SooperKanoon Citation | sooperkanoon.com/12035 |
Court | Customs Excise and Service Tax Appellate Tribunal CESTAT Delhi |
Decided On | Oct-29-1997 |
Reported in | (1998)(98)ELT260TriDel |
Appellant | Rose Business Forms |
Respondent | Collector of Central Excise |
2. The matter was posted for hearing on 29-10-1997. The appellants have prayed for decision on merits and had filed written submission. In these written submissions they had mainly contended that the process of manufacture adopted by them for converting the ruled paper did not amount to the process of manufacture. They have further contended that if the value relating to the ruled paper is excluded then for the computer stationary they will be eligible for small scale exemption.
3. Shri H.K. Jain, SDR who appeared for the respondent Revenue submitted that the ruled paper was not the same as the paper which had been converted into the ruled paper.
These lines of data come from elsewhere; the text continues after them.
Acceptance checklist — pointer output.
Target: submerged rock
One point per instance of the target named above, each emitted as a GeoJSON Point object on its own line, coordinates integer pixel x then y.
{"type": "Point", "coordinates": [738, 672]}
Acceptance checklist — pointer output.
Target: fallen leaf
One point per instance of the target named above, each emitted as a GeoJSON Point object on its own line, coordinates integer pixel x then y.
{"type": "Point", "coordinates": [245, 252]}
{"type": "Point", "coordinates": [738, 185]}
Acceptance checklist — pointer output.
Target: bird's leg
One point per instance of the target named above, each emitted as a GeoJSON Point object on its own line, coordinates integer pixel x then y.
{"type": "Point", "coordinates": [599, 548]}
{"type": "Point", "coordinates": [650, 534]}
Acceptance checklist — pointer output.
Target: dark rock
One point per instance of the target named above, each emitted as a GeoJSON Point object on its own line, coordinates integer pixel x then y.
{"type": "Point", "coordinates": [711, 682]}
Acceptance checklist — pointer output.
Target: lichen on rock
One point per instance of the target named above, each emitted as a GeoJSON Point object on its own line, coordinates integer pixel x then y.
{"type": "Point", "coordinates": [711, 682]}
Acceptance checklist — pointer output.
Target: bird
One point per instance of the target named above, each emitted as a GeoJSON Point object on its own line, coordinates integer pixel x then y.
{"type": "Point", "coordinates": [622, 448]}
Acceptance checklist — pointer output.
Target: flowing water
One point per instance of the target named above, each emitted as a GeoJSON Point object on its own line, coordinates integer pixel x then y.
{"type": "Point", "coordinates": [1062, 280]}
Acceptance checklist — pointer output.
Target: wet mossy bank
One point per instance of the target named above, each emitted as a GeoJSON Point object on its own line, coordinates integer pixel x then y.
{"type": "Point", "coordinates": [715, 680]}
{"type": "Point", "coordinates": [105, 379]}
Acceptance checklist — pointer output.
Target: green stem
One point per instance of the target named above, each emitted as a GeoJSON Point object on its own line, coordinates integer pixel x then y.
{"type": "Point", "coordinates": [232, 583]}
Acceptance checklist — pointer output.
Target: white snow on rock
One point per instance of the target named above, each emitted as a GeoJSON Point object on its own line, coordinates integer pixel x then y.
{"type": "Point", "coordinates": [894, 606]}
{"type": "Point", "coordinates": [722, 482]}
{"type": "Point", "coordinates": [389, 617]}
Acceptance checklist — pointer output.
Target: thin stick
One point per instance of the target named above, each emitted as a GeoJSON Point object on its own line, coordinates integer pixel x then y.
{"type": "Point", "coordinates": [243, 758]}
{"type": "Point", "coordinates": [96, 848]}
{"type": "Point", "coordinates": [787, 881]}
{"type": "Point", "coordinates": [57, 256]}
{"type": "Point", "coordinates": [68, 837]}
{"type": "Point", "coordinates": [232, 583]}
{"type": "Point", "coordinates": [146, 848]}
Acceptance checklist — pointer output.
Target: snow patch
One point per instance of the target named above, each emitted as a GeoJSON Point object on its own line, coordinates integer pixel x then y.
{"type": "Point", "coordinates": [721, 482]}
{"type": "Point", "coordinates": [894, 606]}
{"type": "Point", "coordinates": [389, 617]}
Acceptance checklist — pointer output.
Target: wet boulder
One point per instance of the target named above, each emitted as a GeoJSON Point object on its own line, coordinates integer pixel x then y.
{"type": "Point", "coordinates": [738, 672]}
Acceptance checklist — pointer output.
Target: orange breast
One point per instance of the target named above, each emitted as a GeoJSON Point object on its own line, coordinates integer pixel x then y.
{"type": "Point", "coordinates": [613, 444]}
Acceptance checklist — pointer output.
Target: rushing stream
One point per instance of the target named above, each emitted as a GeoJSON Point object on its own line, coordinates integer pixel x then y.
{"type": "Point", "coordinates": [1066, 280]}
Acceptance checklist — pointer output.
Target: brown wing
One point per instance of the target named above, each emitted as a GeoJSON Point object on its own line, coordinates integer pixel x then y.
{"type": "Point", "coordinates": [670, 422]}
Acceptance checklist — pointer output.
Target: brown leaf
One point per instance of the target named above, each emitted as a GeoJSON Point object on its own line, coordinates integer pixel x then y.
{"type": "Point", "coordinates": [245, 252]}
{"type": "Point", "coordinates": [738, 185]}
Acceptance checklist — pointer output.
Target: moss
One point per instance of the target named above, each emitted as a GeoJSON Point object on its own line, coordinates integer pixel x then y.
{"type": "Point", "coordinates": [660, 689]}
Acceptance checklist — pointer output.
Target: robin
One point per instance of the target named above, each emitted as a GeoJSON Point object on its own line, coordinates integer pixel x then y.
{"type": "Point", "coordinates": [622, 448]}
In the proceedings before the adjudicating authority the appellants had contended that both the items ruled paper and computer stationary were articles of stationary classifiable under Item No. 68 of the erstwhile Central Excise Tariff and had claimed the benefit of Notification No. 234/82-C.E. on the ground that their articles of stationary were product of printing industry. He referred to the Supreme Court decision in the case of Rollatainers Ltd. v. Union of India (S.C.) where the Supreme Court had explained the expression "product of printing industry". It was his submission that the product in this case was computer stationary and the printing industry as such could not bring the computer stationary into existence. He pleaded for rejection of the appeal.
4. We have carefully considered the matter. It is seen that the appellants had not filed any declaration intimating their activities during the years 1984-85 to 1986-87 and that for the subsequent period no true and correct declaration had been filed. The appellants had contended that they had not filed declaration due to ignorance of law (refer to page 5 of the order-in-original). The appellants were registered with Directorate of Industries, Solapur for the manufacture of computer form in two parts and three parts, telex rolled papers and pre-printed forms. They had admitted that the goods manufactured by them were articles of stationary which were classifiable under Item No.68 of the erstwhile Central Excise Tariff. They had, however, pleaded that their products were the product of printing industry which enjoyed exemption under Notification No. 234/82-CE., dated 1-11-1982.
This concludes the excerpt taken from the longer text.